Portugal Considers Using T-Bills to Pay Public Workers and Pensioners

Crisis stricken governments have been finding ways to skirt requirements for them to scale down on their bloated bureaucracies. 

Rumors have circulated that the Portuguese government have contemplated on paying public workers and pensioners in Treasury bills.

In his televised statement, Mr. Passos Coelho said the government would try to revise its budget plan through new spending cuts rather than new tax increases. A person close to the government said it had mulled the idea of paying public employees and pensioners one month of their income in Treasury bills, forcing them, in effect, to lend the Treasury the money the court said it couldn't cut from their paychecks. A government spokeswoman denied that the idea was being considered.
Since the Portuguese government can’t print money as they operate under the ambit of the euro which is managed by the ECB and Eurosystem (central banks of the Eurozone), then they will simply “print” debt papers.
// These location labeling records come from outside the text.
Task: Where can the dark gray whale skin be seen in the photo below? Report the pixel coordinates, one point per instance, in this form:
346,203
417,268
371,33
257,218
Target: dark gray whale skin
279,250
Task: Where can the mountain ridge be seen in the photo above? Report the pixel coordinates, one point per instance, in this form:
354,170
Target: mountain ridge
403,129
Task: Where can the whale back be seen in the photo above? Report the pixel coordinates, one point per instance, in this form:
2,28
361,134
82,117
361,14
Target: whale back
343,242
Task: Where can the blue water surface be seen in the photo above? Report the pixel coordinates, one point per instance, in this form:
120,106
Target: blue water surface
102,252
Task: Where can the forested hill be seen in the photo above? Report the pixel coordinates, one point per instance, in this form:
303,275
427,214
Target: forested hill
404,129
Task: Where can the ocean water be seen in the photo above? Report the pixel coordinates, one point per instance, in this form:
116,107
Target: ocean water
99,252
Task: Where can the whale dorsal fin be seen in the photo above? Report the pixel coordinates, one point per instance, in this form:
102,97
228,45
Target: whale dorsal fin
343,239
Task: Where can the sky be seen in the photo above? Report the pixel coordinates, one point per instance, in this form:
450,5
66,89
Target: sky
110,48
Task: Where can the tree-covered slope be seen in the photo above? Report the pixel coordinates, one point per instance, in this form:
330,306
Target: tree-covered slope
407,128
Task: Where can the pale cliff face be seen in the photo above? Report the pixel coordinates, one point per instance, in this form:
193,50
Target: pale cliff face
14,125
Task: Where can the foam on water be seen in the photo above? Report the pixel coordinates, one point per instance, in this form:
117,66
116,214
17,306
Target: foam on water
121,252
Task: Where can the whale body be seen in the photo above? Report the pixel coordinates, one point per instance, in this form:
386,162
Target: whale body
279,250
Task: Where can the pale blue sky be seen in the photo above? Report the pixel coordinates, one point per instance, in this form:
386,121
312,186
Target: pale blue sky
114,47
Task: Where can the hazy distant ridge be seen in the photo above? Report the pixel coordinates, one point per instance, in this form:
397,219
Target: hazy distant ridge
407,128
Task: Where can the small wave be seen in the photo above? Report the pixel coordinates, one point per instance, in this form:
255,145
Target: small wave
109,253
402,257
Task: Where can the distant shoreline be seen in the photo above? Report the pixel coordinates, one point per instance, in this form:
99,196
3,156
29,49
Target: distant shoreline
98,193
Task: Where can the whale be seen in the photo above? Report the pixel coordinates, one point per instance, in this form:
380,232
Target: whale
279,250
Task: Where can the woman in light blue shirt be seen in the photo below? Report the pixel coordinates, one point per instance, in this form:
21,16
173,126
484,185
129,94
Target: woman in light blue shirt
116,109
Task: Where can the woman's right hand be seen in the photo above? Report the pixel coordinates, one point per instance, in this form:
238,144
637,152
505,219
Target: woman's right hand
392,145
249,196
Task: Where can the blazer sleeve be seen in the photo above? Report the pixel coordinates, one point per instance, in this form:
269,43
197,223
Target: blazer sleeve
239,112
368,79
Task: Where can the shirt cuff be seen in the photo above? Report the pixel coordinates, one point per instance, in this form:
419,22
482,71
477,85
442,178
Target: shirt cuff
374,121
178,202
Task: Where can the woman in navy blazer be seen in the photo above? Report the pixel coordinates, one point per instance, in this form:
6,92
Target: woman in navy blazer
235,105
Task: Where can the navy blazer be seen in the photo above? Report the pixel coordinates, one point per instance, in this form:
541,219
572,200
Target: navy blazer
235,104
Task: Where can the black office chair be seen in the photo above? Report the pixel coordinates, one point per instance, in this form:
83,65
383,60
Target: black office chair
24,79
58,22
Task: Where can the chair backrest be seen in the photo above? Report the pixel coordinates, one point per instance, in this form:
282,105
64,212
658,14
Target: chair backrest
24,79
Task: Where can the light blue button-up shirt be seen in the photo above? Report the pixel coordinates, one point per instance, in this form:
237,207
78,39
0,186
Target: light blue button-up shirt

Debt papers will possibly attain traits of “moneyness” or exchangeability. Since T-bills will be used by public employees and pensioners for exchange of goods and services.

One thing leads to another. “One month” of income may become a slippery slope towards perpetuity. This means debt papers may eventually substitute the euro (Gresham’s law).

More debt leads to higher taxes which will pose as a hindrance to productive commercial enterprises.

More sovereign debt issuance can be used as collateral by the Portuguese government to secure loans from the ECB, or that debt may be monetized by the ECB. So the Portuguese government will likely be incentivized to print more debt papers.

With debt papers used as money, this amplifies inflation risks.

More debt also means Portugal will remain stuck in her debt crisis.

And if and when Portugal defaults, then public workers and pensioners and all those other sovereign debt holders will become the “greater fools” (greater fool theory).

1 comment:

thediktatreporter said...

The world is transitioning from Liberalism into Authoritarianism where diktat, that is mandate of leaders, becomes credit, money and power. Debt papers would be a form of dikat money used by country leaders in technocratic government.

You write “More debt leads to higher taxes which will pose as a hindrance to productive commercial enterprises”.

I comment that with the introduction of the Euro, FXE, interest rates on German Treasury Debt, started to move to zero. Eurozone ZIRP became a reality with LTRO 1, and LTRO 2, as well as OMT. Ever since the introduction of the Euro, German industriousness and German productivity rose to the point where Germany became not only Europe’s exporting state but also a global exporting superstar. Now with the collapse of government in Italy, EWI, the only EU country with productive, viable, and sustainable commercial enterprises is Germany.

And you write “If and when Portugal defaults, then public workers and pensioners and all those other sovereign debt holders will become the “greater fools” (greater fool theory).

I comment that the introduction of the Euro has multiplied and intensified Moral Hazard.